Did they ask their kids?

A survey by Children Now of kids ages 10 to 16 surprised even the pollsters: Most said they and and their peers were heavily influenced by TV and that it should teach them right from wrong. They said TV showed too much sex before marriage and that kids like themselves would by influenced by that. The children also said TV portrayed parents as more stupid and less sensitive than they found their own parents to be.

We have underestimated our children's sensitivity and intelligence. They know exactly what they are seeing on commercial television, they sense that it is bad, and they don't think it should be. My children caught an episode of "Married . . . With Children" and knew instinctively I would disapprove. But they knew something else, too. "Those kids were so rude," Jessie said.

"The Cosby Show" is OK. So is "Full House." I can live with "Saved by the Bell." But when I don't know what is on the TV menu, I say, "Only public TV."

The Learning Channel and the Discovery Channel are wonderful. The reruns on the Family Channel or Nickelodeon are quaint. But those are cable channels, and 40 percent of America isn't wired for cable and more choose not to subscribe to it.

James P. Steyer, president of Children Now, said parents "should talk to their kids about the kinds of moral choices they're watching."

Valuable advice and a wonderful concept. But during what hour of the day?

Although my children would argue the point, I am not an overprotective mother certain that Satan is a network programmer. But I am a working mother strangled by her schedule, and I do not have time to screen TV shows before my children see them or to watch with them and interpret what they are seeing.

I wish I could.
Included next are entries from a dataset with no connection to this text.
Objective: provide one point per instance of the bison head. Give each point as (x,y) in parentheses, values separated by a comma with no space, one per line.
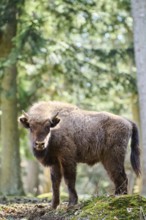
(39,129)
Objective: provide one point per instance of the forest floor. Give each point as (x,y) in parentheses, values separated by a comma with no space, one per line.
(131,207)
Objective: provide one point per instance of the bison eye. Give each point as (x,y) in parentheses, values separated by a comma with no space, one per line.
(31,130)
(47,128)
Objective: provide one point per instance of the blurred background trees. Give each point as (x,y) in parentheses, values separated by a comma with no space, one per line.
(78,51)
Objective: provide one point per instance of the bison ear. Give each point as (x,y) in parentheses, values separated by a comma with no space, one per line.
(55,121)
(24,121)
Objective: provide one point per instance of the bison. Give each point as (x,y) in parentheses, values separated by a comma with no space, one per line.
(63,135)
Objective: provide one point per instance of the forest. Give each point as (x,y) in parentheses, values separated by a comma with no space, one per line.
(87,53)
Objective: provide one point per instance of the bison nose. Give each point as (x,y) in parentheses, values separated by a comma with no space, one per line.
(39,145)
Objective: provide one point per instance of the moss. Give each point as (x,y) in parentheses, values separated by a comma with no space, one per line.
(97,208)
(122,207)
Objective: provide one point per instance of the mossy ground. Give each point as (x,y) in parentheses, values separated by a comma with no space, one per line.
(130,207)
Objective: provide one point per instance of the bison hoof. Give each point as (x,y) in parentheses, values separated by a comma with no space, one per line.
(54,205)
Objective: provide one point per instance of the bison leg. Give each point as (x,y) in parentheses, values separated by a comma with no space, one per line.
(69,172)
(115,169)
(56,175)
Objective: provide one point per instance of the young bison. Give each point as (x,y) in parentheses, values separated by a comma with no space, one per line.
(63,135)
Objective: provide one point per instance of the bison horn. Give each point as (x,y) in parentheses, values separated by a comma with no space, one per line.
(25,114)
(54,116)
I am sure there are good lessons on network TV, and I would like my children to learn them before they buy their own subscription to TV Guide. But I don't have time, and neither does any mother I know. So we make the safe choice, the public television choice.

Write your congressman and tell him how you feel about the threat to public television. Tell him that if he wants to eliminate the safest place on the dial for kids, he can read to them them while you fix dinner.